#16,576
Although South Korea is chalking up higher per capita numbers (90K+ today), Hong Kong's highly vaunted `Zero-COVID' policy is coming apart at the seams - with more than 4,200 new cases reported today - and marching orders issued by China's President Xi Jinping telling HK officials to get control of the situation.
First, a translated passage from the pro-Beijing news outlet Wen Wei Po, quoting the Chinese President.
At the time of crisis when the fifth wave of the epidemic in Hong Kong continued to expand, General Secretary Xi Jinping made important instructions and entrusted Vice Premier Han Zheng to convey his high attention and cordial care.
The general secretary put forward "three all" and "two guarantees" for Hong Kong's anti-epidemic requirements: the SAR government should make the stabilization and control of the epidemic "the overriding task at present", "mobilize all the forces and resources that can be mobilized", " Take all necessary measures" to ensure the safety and health of Hong Kong citizens and the overall stability of Hong Kong society.
This is the highest mobilization order of the central government for Hong Kong to fight the epidemic, and it is also the central government's sincere care for Hong Kong and Hong Kong people.
As we've been discussing for weeks, should Hong Kong's crisis spillover into the Mainland, the economic and societal impacts could be enormous. China's population is believed largely susceptible to the virus, with little acquired immunity and a widely-distributed, but likely ineffectual Sinovac vaccine against the Omicron variant.
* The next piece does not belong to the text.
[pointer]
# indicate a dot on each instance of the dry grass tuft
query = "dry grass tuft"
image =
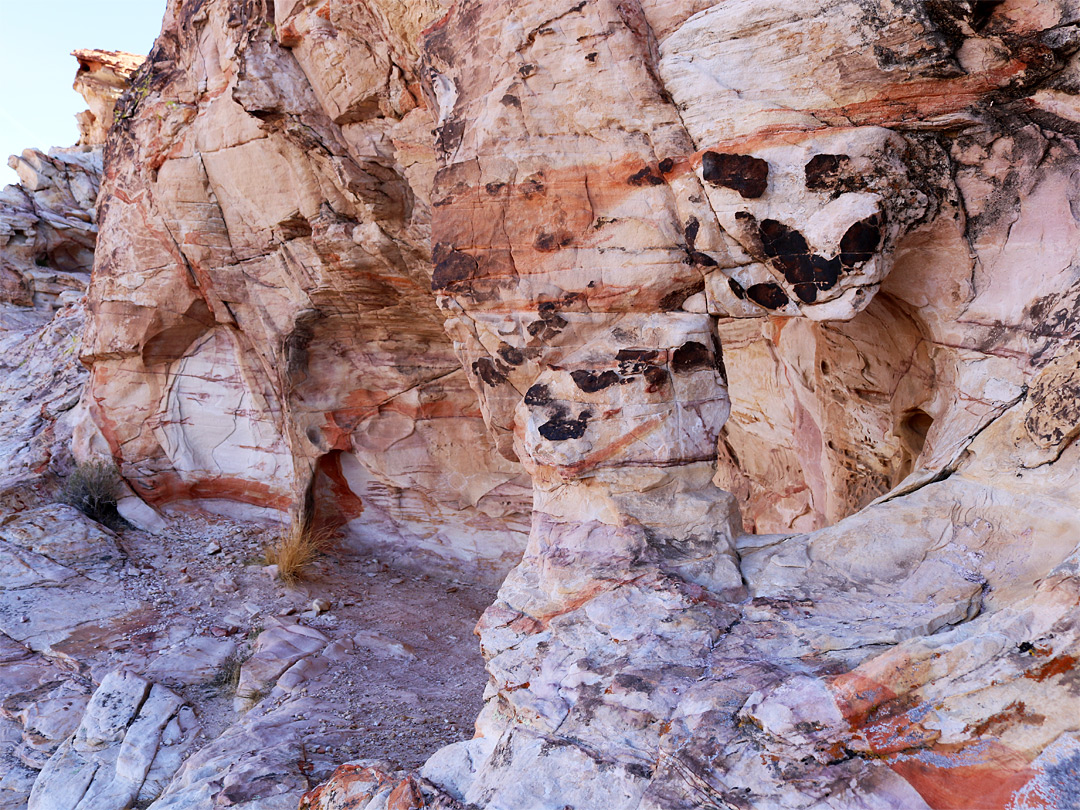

Today's update from the HK government follows, after which I'll have more.
4.2k COVID-19 cases reported
February 16, 2022
The Centre for Health Protection today said it is investigating 4,285 additional COVID-19 cases, of which 21 are imported and the rest are locally infected.
A total of 12,344 positive cases were reported in Hong Kong over the past 14 days, comprising 94 imported and 12,250 locally acquired infections.
At a press briefing this afternoon, the Hospital Authority’s Chief Manager (Patient Safety & Risk Management) Dr Sara Ho said 90% of the isolation facilities are utilised, reaching the authority’s limit.
“We observed that some patients are waiting outdoors. This is far from satisfactory. We are very sorry for letting the elderly wait outdoors in such unfavourable conditions. That is why we are also trying to explore different waiting areas for them.”
She said the authority is taking measures to make hospitals less congested in order to reduce the risk of infection there.
“For the RCHEs (residential care home for the elderly), those residents who attended the accident and emergency department because of non-COVID-19 reasons, after initial assessment, if we find they are stable, we will transfer them, let them rest and let them go back to the residential care home for the elderly.
“At the same time, we will arrange for the CGAT (Community Geriatric Assessment Team) to reassess the patient.
“I hope these measures can decrease the congestion in hospitals and also decrease the risk of nosocomial infection in the hospitals. This, at the same time, can alleviate the congestion in the hospitals.”
Additionally, nine patients confirmed with COVID-19 infection passed away. Apart from a 100-year-old woman and a three-year-old girl who were announced yesterday, the other seven patients include three men and four women who were aged between 37 and 97.
The Government made restriction-testing declarations in the afternoon to cover Yiu Ping House, Yiu On Estate in Sha Tin and Mun Wo House, Mun Tung Estate in Tung Chung, requiring people in the restricted areas to undergo compulsory testing.
It made the decision after sewage discharged from two buildings tested positive for the virus and preliminary positive patients who lived in Mun Wo House were detected recently.
Positive sewage test results were found at Ching Long House, Ching Ho Estate in Sheung Shui and more than 30 people in the building have preliminarily tested positive for the virus, so the Government has extended the restriction-testing declaration period to tomorrow.
For information and health advice on COVID-19, visit the Government's dedicated webpage.
We've seen Mainland China use what many people would regard as `draconian' measures to control COVID - first to quell the initial outbreak in the spring of 2020 - and since then to stamp out smaller outbreaks.
And those tactics worked - at least against a much less transmissible COVID virus - but it remains to be seen whether those types of controls can successfully suppress Omicron. And if so, at what cost?
While no ultimatum was stated in Xi's message to Hong Kong, failure to bring their epidemic under control is likely to have serious consequences.